Bon, c’était bien sûr méchant pour les autres, qu’il aimait tout autant comme on aime tous ses enfants, mais, clairement, la Syrah le fascinait : à 12° et à 80 hl/h, on en faisait de simples et délicieux rosés de table, certes souvent vendus en BIB mais qui jouaient leur rôle avec sérieux. Entre 12,5 et 13°, là où il l’aimait d’amour, elle donnait si on arrivait à atteindre les 40 ou 45 hl/ha des appellations protégées des vins fruités, aromatiques, gouleyant comme le veut le vocabulaire du vin, c’est à dire frais, agréable à boire, mêlant qualité de tannins , fruit et et acidité. Entre 14 et 15°, à rendement plus faible, à maturité phénolique, elle acceptait de se laisser concentrer, exprimait tout son potentiel tannique, le soyeux des tannins. Au delà, sur certains terroirs bénis, elle produisait quelques uns des plus grands vins rouges du monde, capable de s’épanouir 50 ans. L’amie merveilleuse.

Bon, il fallait arrêter de rêver et se remettre au travail : les prélèvements ne pouvaient pas attendre. Il fallait patiemment quadriller la parcelle ramasser des grains au hasard, sans les voir car sinon instinctivement son cerveau choisirait les plus mûrs – le chasseur cueilleur en lui n’était qu’à moins de 10 000 ans et la connexion était franchement plus facile qu’avec le poisson inuit – sans réfléchir, en haut en bas, afin d’avoir un prélèvement réellement représentatif de la parcelle. Puis on écrasait en les malaxant les grains dans un sac en plastique ou un petit Tupperware et hop, dans le réfractomètre.

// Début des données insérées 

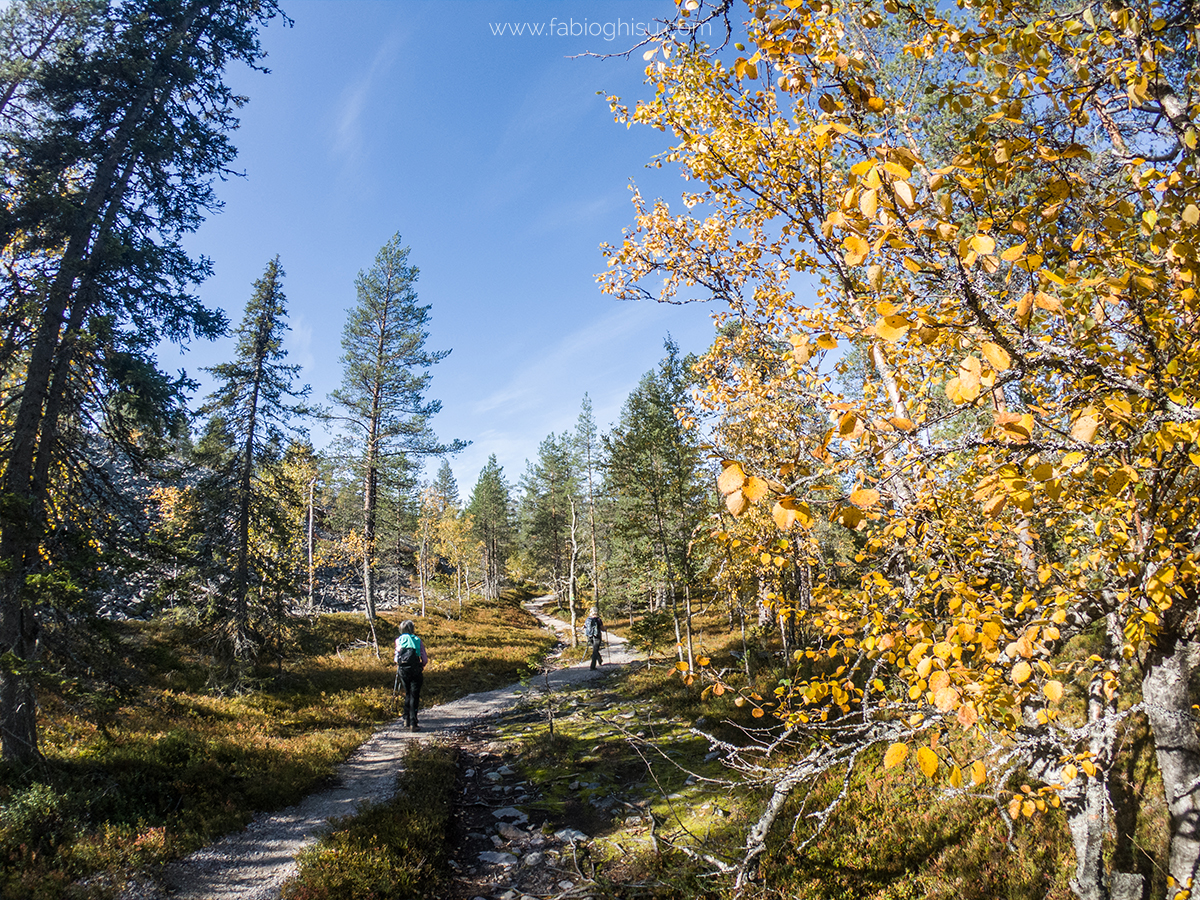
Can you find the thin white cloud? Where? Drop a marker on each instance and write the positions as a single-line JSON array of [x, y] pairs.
[[348, 135], [528, 387]]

Par déviation de la lumière, en le portant à son œil, il verrait la richesse en sucre du jus et, par extrapolation, le degré alcoolique potentiel du vin fini, encore que cela dépendait bien sûr de la levure et de son envie de travailler.

Cher lecteur du matin, j’ai eu envie, dimanche, de faire comme si, «comme si» j’écrivais un jour ce livre, que, souvent on me demande et que bien sûr je n’écrirai jamais. J’ai trouvé, sur le tard, le format qui me convient, le blog. J’aime son mélange de faits et de fiction, la possibilité de faire long ou court, le mélange de média qui m’a, à l’époque, fasciné comme toute ma génération qui découvrait le «multimédia» qui semble si naturel aujourd’hui, comme si il avait toujours existé. Pourtant, mélanger texte, son, vidéo, le tout à l’aide d’un appareil qui tient dans la main, c’est tout simplement de la magie, une magie qui ne cesse de me fasciner. Et puis y mélanger mon travail et ma vie, mes élucubrations et mon humour, je l’avoue particulier, me convient.

Donc, et parce qu’en littérature comme en vin, le décalage, le «gap» entre l’acceptable et l’exceptionnel est gi-gan-tes-que. Je vais me limiter à ce blog. Et tenter l’exceptionnel dans le vin. Stop.

Inutile, la prochaine fois qu’on se voit, d’insister ;))

Allez demain, on revient au format normal…

Ce que j’écoute, au jour le jour, pendant les vendanges. Mais pas tous les jours.

2 commentaires

  • CharlesDS
    15/08/2022 at 9:47 am

    Quel plaisir, chaque été, de reprendre la lecture de ce blog et de vos billets.
    Belles vendanges à vous et votre équipe !

  • damien
    15/08/2022 at 4:42 pm

    Trés sympathique cet « avant-gout » d’un livre qui n’existera jamais.